Explore the art of making this velvety 'Roasted Pumpkin and Almond Soup', infused with the wholesome goodness of almonds. It's a comforting soup that is perfect for cozy evenings!

New Update

Main ingredientsPumpkin, Pro V Select California Whole Natural Almonds, Onion, Garlic, Fresh thyme, Black peppercorns, Olive oil, Vegetable stock cube, Almond milk, Pro V Activated Pumpkin Seeds to sprinkle
CuisineFusion
CourseSoups
Prep time15-20 minutes
Cook time30-25 minutes
Serve4
TasteSavoury
Level of cookingEasy
OthersVegetarian

Ingredients

  • 300 grams red pumpkin, peeled, seeded and roughly sliced
  • 15-20 Pro V Select California Whole Natural Almonds
  • 1 medium onion, sliced
  • 10-12 garlic cloves
  • 3-4 fresh thyme sprigs
  • 6-8 black peppercorns
  • 1 tablespoon olive oil
  • 2 teaspoons veg stock powder
  • Salt to taste
  • Crushed black peppercorns to taste
  • ½ cup almond milk
  • Pro V Activated Pumpkin Seeds to sprinkle

Method

  1. Preheat oven to 180º C.
  2. Spread pumpkin slices on a baking tray, add onion, garlic, thyme, black peppercorns and Pro V Select California Whole Natural Almonds.

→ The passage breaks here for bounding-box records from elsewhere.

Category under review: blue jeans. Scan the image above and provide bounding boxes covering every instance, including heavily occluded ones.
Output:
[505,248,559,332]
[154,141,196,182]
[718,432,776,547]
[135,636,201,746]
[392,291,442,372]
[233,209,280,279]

Drizzle olive oil and mix well. Keep the tray in the preheated oven and roast for 15-20 minutes.
  3. Allow to cool completely. Transfer into a grinder jar, add 2½ cups water and grind to fine paste.
  4. Transfer into a non-stick kadai. Rinse the grinder jar with 1 cup water and add to the pan and mix well.
  5. Add stock powder, salt, crushed black peppercorns and almond milk, mix well and cook for 2-3 minutes.
  6. Transfer into a serving bowl. Sprinkle Pro V Activated Pumpkin Seeds and crushed black peppercorns and serve hot.